Biden’s farm problem: sales rise raises questions about bailout money
President Joe Biden and Congress are facing an unfamiliar sight as they design yet another round of pandemic relief programs: a farming economy that is rapidly gaining momentum after years of recession. With surprisingly strong exports to China, declining crop supplies and one of the highest commodity prices in seven years, many farmers are looking forward to a highly profitable 2021 crop.
The upbeat outlook raises questions about whether Washington should start ditching the massive subsidies that have kept manufacturers afloat for years long before the coronavirus pandemic devastated the U.S. economy.
Observer groups say farmers continue to receive disproportionate aid, while troubled sectors such as restaurants and biofuel producers plead with lawmakers for a lifebuoy. But powerful industry and its allies on Capitol Hill say it is too early to announce agriculture and cut federal support, especially amid the ongoing Covid-19 crisis.
There is no doubt that the farm is doing well overall. Corn and soybean prices are rising, and some growers lock in profits by signing contracts to sell their crops before the peak of the fall harvest. Others are holding on, expecting even higher prices this year.
This is a healthier story than it has been in the last couple of years, said Patrick Westhoff, director of the Food and Agricultural Policy Research Institute at the University of Missouri. This is a more compelling picture than we might have thought even a few months ago.
Positive trends for farmers
The Agriculture Department expects farmers to earn $ 11.8 billion more from crop sales in 2021 than last year. Livestock revenues are also forecast to grow by $ 8.6 billion, although higher grain prices will drive up animal feed costs and affect producers’ profits.
A recent analysis by the center-right American Enterprise Institute found that agriculture is in a strong financial position relative to the rest of the economy and can expect higher commodity prices in 2021. The claims that the sector is facing a severe financial crisis and needs additional government subsidies are exaggerated, analysts write.
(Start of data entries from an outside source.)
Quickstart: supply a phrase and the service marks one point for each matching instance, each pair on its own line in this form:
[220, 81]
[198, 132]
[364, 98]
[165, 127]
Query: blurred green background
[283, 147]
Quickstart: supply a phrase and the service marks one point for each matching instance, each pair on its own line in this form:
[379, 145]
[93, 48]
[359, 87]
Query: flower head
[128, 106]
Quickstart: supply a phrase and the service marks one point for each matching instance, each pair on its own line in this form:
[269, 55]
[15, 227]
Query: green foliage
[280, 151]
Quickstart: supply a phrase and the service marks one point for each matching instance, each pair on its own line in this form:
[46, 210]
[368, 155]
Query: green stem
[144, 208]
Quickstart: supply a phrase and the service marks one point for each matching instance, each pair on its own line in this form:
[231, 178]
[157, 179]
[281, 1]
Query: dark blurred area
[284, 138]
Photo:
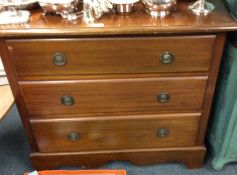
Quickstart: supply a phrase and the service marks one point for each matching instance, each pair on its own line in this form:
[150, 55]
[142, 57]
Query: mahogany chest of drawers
[137, 89]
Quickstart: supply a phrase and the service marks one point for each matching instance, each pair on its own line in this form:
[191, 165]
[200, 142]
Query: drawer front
[111, 56]
[126, 132]
[114, 95]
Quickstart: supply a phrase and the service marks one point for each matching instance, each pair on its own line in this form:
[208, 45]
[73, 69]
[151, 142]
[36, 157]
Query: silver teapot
[159, 8]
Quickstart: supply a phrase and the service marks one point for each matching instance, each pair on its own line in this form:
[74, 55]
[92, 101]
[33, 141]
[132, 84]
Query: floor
[14, 158]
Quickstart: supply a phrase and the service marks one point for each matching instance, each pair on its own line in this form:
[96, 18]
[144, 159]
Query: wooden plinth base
[192, 157]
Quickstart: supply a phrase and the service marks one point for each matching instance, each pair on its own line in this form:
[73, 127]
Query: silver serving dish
[124, 6]
[19, 4]
[159, 8]
[68, 9]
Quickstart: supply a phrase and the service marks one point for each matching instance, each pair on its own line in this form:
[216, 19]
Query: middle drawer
[114, 95]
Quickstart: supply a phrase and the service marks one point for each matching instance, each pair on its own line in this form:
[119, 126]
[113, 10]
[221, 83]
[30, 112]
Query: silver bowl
[159, 8]
[19, 5]
[69, 9]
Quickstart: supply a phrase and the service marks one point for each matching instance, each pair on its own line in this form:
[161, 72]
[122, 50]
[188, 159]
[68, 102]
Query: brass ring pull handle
[162, 132]
[59, 59]
[67, 100]
[167, 58]
[163, 97]
[73, 136]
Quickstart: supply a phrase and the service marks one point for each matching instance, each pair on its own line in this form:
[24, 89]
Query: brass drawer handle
[73, 136]
[59, 59]
[163, 132]
[167, 58]
[67, 100]
[163, 97]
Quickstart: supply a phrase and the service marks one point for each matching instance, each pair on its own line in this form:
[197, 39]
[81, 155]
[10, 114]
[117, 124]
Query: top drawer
[99, 56]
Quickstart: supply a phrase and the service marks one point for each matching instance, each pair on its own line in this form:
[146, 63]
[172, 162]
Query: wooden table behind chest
[138, 89]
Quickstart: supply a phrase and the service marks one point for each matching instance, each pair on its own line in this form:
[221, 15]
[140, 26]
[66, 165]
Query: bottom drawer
[123, 132]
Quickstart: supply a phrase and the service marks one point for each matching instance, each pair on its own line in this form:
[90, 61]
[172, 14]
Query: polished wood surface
[122, 88]
[126, 55]
[139, 22]
[128, 132]
[213, 74]
[192, 157]
[114, 95]
[12, 78]
[6, 100]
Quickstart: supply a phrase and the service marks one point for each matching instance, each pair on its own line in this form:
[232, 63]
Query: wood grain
[11, 76]
[124, 56]
[126, 132]
[6, 100]
[192, 157]
[180, 21]
[213, 74]
[114, 95]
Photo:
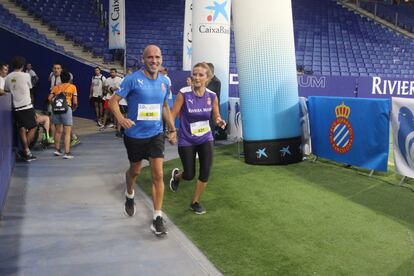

Less than a year ago, at the start of the pandemic, the situation was dire. Desperate farmers and ranchers dumped milk, euthanized livestock and plowed crops into the ground as the mounting coronavirus crisis closed schools, restaurants and meat processing plants.
The government responded by injecting historic taxpayer dollars into the sector. Last year, direct subsidies to farmers were paid out at a record $ 46 billion, accounting for nearly 40 percent of the industry’s revenues last year. Sounds like a lot of dollars, but nobody got the whole, says John Linder, president of the National Corn Growers Association. They still had to go through the losses.
Linder, who grows corn, soybeans and wheat on his Ohio farm, said many growers hope to rely less on federal aid now that fundamentals are changing. But there are still many risks, including uncertainty about trading markets and rising production costs.
It’s great to see that 2021 looks like an opportunity for us not to have such big needs, he said. The fields are good, but low. Now that the industry is on a firmer footing, some agronomist economists and observers say Congress should release taxpayers after backing farmers through years of unrest, from the Trump administration’s trade wars to the pandemic.
These farm subsidies need to be cut, says Anne Schechinger, senior economic analyst for the Environment Working Group, a nonprofit group that oversees the farm and the environment. So many Americans are still struggling with the economic crisis caused by the pandemic, but farmers are really doing well.
Agriculture is a high-risk enterprise that is necessary to feed a nation, which is why it has been US policy for decades to help the industry overcome recessions, weather disasters and other disruptions. But in recent years, channeling huge sums of money into the agriculture sector has become almost reflexive for Washington, even as lawmakers argue over whether other industries need money and some complain about the cost of broader coronavirus aid packages.